誰かがドミトリーの部屋をノックしている。宿泊客はそれぞれ部屋へ入る為の鍵を持っているので宿泊客ではなさそうだ。重い腰を持ち上げてドアを開けるとそこには顔面ピアスだらけの受付の姉ちゃんが立っていた。

姉「ちょっといい?」

俺「あ・・・はい」

姉「あなた昨日チェックアウトのはずだったけれどどうしたの?延泊する?」

俺「あ・・・そういえば・・」

姉「あなた風邪ひいてるんでしょ?体調はどう?」

俺「うん、随分良くなったよ」

姉「これからどこへ行く予定なの?」

俺「オーロラを見に行く予定なんだけどまだチケットも何も買ってないんだ」

姉「今日行くの?」

俺「いや今日は流石に無理だから延泊させてください。
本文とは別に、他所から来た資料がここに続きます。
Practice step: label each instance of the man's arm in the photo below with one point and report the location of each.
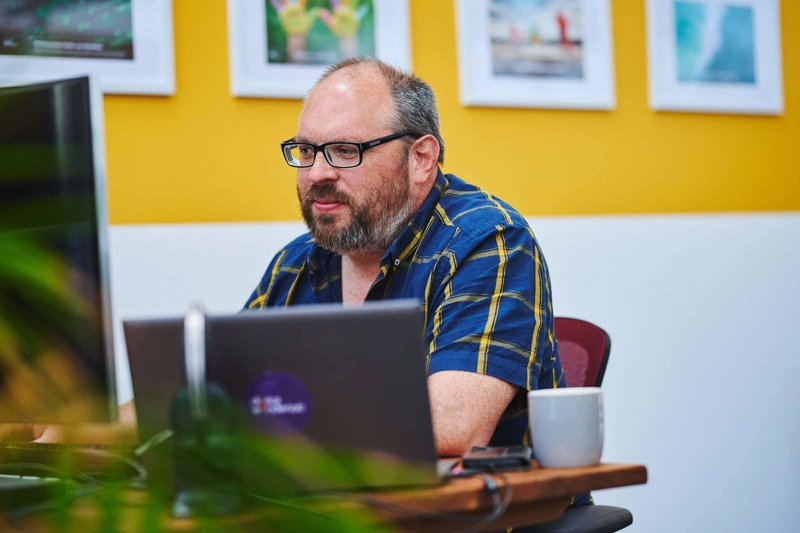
(466, 407)
(489, 330)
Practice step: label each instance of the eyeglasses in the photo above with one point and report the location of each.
(337, 154)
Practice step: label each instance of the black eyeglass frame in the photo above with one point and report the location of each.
(362, 147)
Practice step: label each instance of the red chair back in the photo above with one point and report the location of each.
(584, 350)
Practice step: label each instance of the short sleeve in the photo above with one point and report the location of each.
(491, 309)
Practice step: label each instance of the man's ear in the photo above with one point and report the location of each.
(423, 156)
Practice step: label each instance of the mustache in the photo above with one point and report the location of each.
(326, 192)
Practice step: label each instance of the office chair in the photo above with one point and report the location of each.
(584, 349)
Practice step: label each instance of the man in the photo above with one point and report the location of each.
(384, 222)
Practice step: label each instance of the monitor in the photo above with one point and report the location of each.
(56, 349)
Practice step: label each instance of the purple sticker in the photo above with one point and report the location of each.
(278, 403)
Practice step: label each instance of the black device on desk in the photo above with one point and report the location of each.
(57, 364)
(53, 265)
(497, 458)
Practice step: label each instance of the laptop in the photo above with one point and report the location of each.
(344, 383)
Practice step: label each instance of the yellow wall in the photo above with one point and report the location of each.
(203, 156)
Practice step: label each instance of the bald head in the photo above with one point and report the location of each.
(351, 104)
(413, 103)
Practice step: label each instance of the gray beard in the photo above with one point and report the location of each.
(362, 237)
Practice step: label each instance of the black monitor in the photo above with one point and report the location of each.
(56, 349)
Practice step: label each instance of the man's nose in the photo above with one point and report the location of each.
(321, 170)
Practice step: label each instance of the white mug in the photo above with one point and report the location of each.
(566, 426)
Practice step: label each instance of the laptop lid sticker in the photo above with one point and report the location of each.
(278, 403)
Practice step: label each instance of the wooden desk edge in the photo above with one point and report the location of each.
(468, 494)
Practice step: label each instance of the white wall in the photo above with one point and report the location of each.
(703, 313)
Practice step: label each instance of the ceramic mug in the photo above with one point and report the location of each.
(566, 426)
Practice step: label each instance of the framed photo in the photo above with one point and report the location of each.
(715, 56)
(535, 53)
(127, 45)
(279, 48)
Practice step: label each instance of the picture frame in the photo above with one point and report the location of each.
(269, 60)
(544, 54)
(715, 56)
(131, 54)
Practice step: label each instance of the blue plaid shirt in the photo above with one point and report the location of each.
(474, 263)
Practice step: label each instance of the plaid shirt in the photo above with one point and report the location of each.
(474, 263)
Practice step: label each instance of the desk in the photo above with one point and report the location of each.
(539, 495)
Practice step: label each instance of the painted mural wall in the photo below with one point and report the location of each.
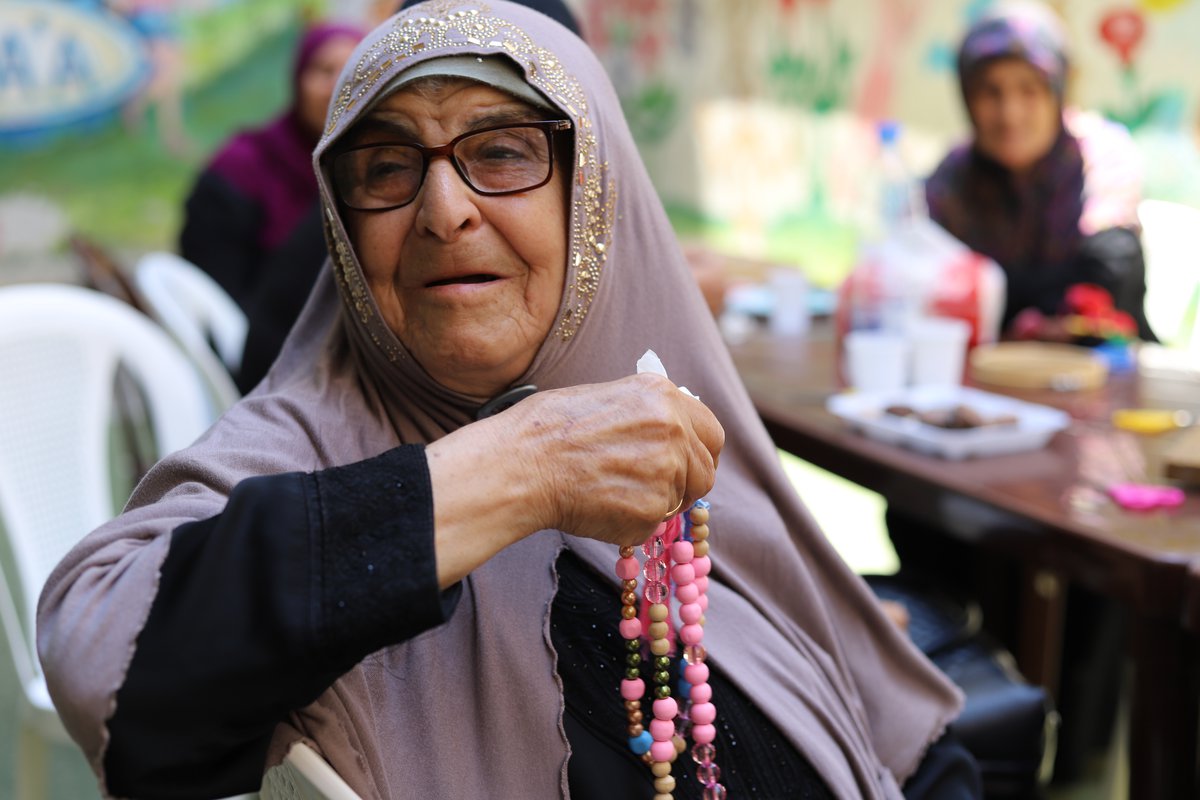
(756, 118)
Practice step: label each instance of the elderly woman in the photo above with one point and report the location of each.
(401, 546)
(1050, 193)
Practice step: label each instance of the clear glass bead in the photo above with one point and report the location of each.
(655, 571)
(708, 773)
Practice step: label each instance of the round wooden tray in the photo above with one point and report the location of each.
(1037, 365)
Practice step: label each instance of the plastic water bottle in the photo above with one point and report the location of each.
(900, 202)
(899, 199)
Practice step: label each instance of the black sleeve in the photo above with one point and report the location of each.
(261, 608)
(1114, 259)
(285, 286)
(220, 234)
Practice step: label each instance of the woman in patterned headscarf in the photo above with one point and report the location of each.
(400, 546)
(1050, 193)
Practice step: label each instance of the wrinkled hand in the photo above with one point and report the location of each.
(607, 461)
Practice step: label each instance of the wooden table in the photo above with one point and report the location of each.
(1048, 510)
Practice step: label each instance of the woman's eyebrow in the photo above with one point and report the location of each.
(393, 128)
(381, 125)
(505, 115)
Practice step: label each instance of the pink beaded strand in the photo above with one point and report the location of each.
(657, 594)
(663, 741)
(691, 590)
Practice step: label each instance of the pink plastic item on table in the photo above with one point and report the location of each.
(1143, 497)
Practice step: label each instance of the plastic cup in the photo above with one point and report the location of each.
(790, 312)
(937, 350)
(876, 361)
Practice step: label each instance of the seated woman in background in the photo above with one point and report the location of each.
(1050, 193)
(259, 185)
(401, 546)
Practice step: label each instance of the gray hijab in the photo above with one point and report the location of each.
(474, 708)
それと質問が・・」

姉「なに?」

俺「オーロラって簡単に見れるものなの?」

姉「さぁ、それは分からないわ。私見た事ないもの」

俺「そっかぁ。じゃあ見るのに有名な場所とかは?」

姉「フェアバンクスじゃないかしら?」

俺「それってアラスカの?」

姉「そうよ」

俺「そっかぁ。だよねぇ」

姉「ま、どっちにしても気をつけてね。それと延泊ね?後で下に追加の料金支払いに来てね。じゃあね」


そう言うと受付の姉ちゃんは出て行った。うん、そうだ。何度も何度も思い出したけど俺オーロラを見る為に旅してるんじゃないか。こんな何もないバンクーバーなんかでゴロゴロしてても仕方がないじゃないか。ダラダラするならオーロラを見れる街でダラダラすればいい。きっと田舎なんだし宿代も安いはずだ。よし、今日は午後から空港に行ってみよう。そしてチケットをもう1回探すんだ!その日の午後、俺は再度パブでハンバーガーを胃袋に詰め込むと延泊分の金を支払って空港へ向かった。外に出るのが随分久々な感じがする。外は来た時と違って晴れ渡っている。海沿いの道を歩いて駅へ向かう、気持ちがいい。向かうは空港、オーロラの見える街までのチケットを求めて。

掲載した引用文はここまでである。